The closest you'll get to a vintage computer might be the FT2232. It's 1 of the older FTDI chips, but apparently still in production, widely available, & quite capable. It's a dual serial interface. The high end is the FT4xxx line which are quad serial interfaces.

The trick with the FT2232 is to not use the commercial drivers, but use libftdi. Most of the commercial drivers don't support it but libftdi does. Also, libmpsse provides limited abstraction of libftdi into SPI, I2C, & GPIO interfaces, but it doesn't allow simultaneous GPIO control & hardware protocols which the FT2232 does allow & it has many bugs. The trick is to refer to libmpsse to get the command structure for the hardware protocols, but directly call libftdi commands in your own program to control the GPIOs.

It's not clear how he figured out the command structure besides sniffing packets as they went through libusb. FTDI doesn't document it anywhere. Fortunately, it's not a very complicated protocol.
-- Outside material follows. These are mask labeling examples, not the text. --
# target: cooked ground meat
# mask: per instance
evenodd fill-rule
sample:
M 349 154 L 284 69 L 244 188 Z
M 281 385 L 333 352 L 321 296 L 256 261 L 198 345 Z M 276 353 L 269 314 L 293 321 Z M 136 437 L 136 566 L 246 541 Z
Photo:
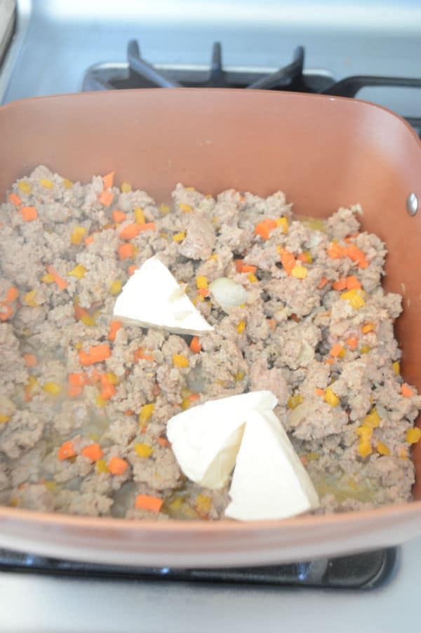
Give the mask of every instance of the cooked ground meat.
M 359 232 L 358 206 L 300 219 L 281 192 L 215 199 L 179 184 L 170 208 L 127 185 L 71 183 L 42 166 L 10 194 L 0 228 L 0 502 L 222 519 L 229 486 L 186 480 L 166 422 L 211 398 L 262 389 L 278 398 L 319 512 L 411 498 L 407 433 L 421 398 L 399 373 L 401 298 L 380 285 L 385 246 Z M 121 239 L 142 222 L 149 230 Z M 122 324 L 112 334 L 116 295 L 155 254 L 215 327 L 198 353 L 192 337 L 159 329 Z M 229 277 L 247 300 L 227 314 L 212 293 L 198 293 L 197 276 Z M 109 354 L 81 364 L 93 346 Z M 189 366 L 174 366 L 174 354 Z M 138 495 L 163 500 L 161 511 L 135 507 Z

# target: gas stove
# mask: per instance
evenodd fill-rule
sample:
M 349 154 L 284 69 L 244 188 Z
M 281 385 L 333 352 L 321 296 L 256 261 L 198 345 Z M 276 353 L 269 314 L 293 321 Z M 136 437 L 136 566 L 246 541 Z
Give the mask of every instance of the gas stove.
M 1 1 L 1 0 L 0 0 Z M 366 99 L 421 128 L 421 6 L 20 0 L 0 103 L 81 91 L 229 86 Z M 210 55 L 210 51 L 211 54 Z M 222 60 L 222 51 L 223 58 Z M 0 550 L 0 631 L 418 629 L 421 538 L 243 569 L 133 568 Z

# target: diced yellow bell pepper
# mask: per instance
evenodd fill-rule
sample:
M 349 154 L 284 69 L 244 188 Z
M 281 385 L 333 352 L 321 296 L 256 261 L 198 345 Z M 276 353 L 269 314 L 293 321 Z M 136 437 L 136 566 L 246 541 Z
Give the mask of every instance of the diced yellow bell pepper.
M 154 404 L 153 402 L 151 402 L 149 403 L 149 404 L 144 404 L 140 409 L 140 413 L 139 413 L 139 424 L 142 429 L 148 423 L 152 413 L 154 413 Z
M 324 399 L 328 404 L 330 405 L 330 406 L 338 406 L 340 401 L 336 394 L 332 391 L 330 387 L 326 387 Z
M 150 457 L 154 452 L 154 449 L 149 444 L 135 444 L 135 451 L 138 457 L 141 457 L 144 459 Z

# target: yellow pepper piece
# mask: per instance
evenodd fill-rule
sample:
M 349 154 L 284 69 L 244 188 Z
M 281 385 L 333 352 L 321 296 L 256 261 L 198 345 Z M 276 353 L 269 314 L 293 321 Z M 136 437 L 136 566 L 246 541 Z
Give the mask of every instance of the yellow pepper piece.
M 406 432 L 406 443 L 408 444 L 416 444 L 421 439 L 421 429 L 418 427 L 414 427 L 413 429 L 408 429 Z
M 175 242 L 182 242 L 183 239 L 185 239 L 186 236 L 186 232 L 182 231 L 181 233 L 176 233 L 175 235 L 173 236 L 173 239 Z
M 208 495 L 198 495 L 195 509 L 198 514 L 208 514 L 212 507 L 212 499 Z
M 70 241 L 75 246 L 79 246 L 83 239 L 83 236 L 86 234 L 86 229 L 85 227 L 75 227 L 70 236 Z
M 138 457 L 141 457 L 144 459 L 150 457 L 154 452 L 154 449 L 149 444 L 135 444 L 135 451 Z
M 304 266 L 294 266 L 291 270 L 291 274 L 298 279 L 305 279 L 307 276 L 308 270 Z
M 206 288 L 208 287 L 208 277 L 204 275 L 196 277 L 196 286 L 198 288 Z
M 367 457 L 368 455 L 370 455 L 373 453 L 371 444 L 368 441 L 361 442 L 356 450 L 361 457 Z
M 41 178 L 39 180 L 39 184 L 41 187 L 45 187 L 46 189 L 53 189 L 54 187 L 54 184 L 51 180 L 48 180 L 46 178 Z
M 43 277 L 41 278 L 41 281 L 44 281 L 44 284 L 53 284 L 54 281 L 55 281 L 55 279 L 54 279 L 54 277 L 53 276 L 52 274 L 50 274 L 50 273 L 48 272 L 46 274 L 45 274 Z
M 109 284 L 109 292 L 112 295 L 119 295 L 121 292 L 123 282 L 119 279 L 115 279 Z
M 145 224 L 145 214 L 143 209 L 141 209 L 140 206 L 135 209 L 135 220 L 136 220 L 136 224 Z
M 98 460 L 95 462 L 96 472 L 100 474 L 101 473 L 109 472 L 109 469 L 107 465 L 105 460 Z
M 24 303 L 26 303 L 26 305 L 29 305 L 30 307 L 39 307 L 39 305 L 35 301 L 34 290 L 32 290 L 29 293 L 27 293 L 26 295 L 24 295 L 22 300 Z
M 242 334 L 244 330 L 246 329 L 246 321 L 240 321 L 237 326 L 237 332 L 239 334 Z
M 342 293 L 340 298 L 347 300 L 351 307 L 354 308 L 354 310 L 359 310 L 360 308 L 366 305 L 366 302 L 362 297 L 363 293 L 363 291 L 359 288 L 358 290 L 350 290 L 347 293 Z
M 76 277 L 78 279 L 82 279 L 85 274 L 88 272 L 88 269 L 85 268 L 84 266 L 82 266 L 81 264 L 78 264 L 77 266 L 75 266 L 70 272 L 67 273 L 67 276 L 69 277 Z
M 375 445 L 375 450 L 380 455 L 390 455 L 390 450 L 383 442 L 377 441 Z
M 27 194 L 28 196 L 32 191 L 32 187 L 29 182 L 26 182 L 26 180 L 22 180 L 22 182 L 20 182 L 18 187 L 22 194 Z
M 276 220 L 277 227 L 281 227 L 282 229 L 283 233 L 286 233 L 288 232 L 288 220 L 286 218 L 279 218 L 278 220 Z
M 340 399 L 335 394 L 330 387 L 326 387 L 326 392 L 324 397 L 325 402 L 327 402 L 328 404 L 330 404 L 330 406 L 338 406 L 340 403 Z
M 139 413 L 139 424 L 142 429 L 145 428 L 145 427 L 149 422 L 152 413 L 154 413 L 154 408 L 155 405 L 153 402 L 152 402 L 149 404 L 144 404 L 140 409 L 140 413 Z
M 190 364 L 189 359 L 182 354 L 175 354 L 173 356 L 173 364 L 174 367 L 188 367 Z
M 57 382 L 46 382 L 43 387 L 46 393 L 51 396 L 58 396 L 61 392 L 61 387 Z
M 288 401 L 288 408 L 289 409 L 296 409 L 298 405 L 301 404 L 303 400 L 304 399 L 301 394 L 295 394 L 295 396 L 291 396 Z

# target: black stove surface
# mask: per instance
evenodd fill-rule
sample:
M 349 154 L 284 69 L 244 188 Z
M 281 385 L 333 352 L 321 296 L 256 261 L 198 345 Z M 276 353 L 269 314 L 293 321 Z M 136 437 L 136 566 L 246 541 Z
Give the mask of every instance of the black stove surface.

The chip doesn't have any concept of GPIO, SPI, I2C modes the way libmpsse does. Libmpsse just uses mode settings to determine what commands to send, but the chip can accept any command in any mode.

The hardest part is figuring out the pins labeled GPIOH & GPIOL are ambiguous. What's really happening is all the pins labeled ADBUS are GPIOs written in a traditional 8 bit GPIO register & all the pins labeled ACBUS are written in another 8 bit register. They can be simultaneously driven by a hardware protocol & direct GPIO register writes. Didn't do anything with the B*BUS pins, but they're probably driven by similar overlapping GPIO & protocol registers on the 2nd USB interface.

What libmpsse calls SET_BITS_HIGH should be called SET_ACBUS. SET_BITS_LOW should be called SET_ADBUS. The standard use is to write a GPIO register to set the CS pin, then send the command for an SPI transfer. There's no hardware control of the CS pin. It's only set by GPIO writes.

You probably don't want to access it from a linux command line program but a phone. Forget about IOS. They require a lengthy application to get the developer tools for anything using the lightning port. Android is quite easy to use as a USB host. usb-serial-for-android on github is a useful starting point for porting over the relevant bits of libmpsse & libftdi.
Last edited by Jack Crossfire; Apr 15, 2017 at 03:59 AM.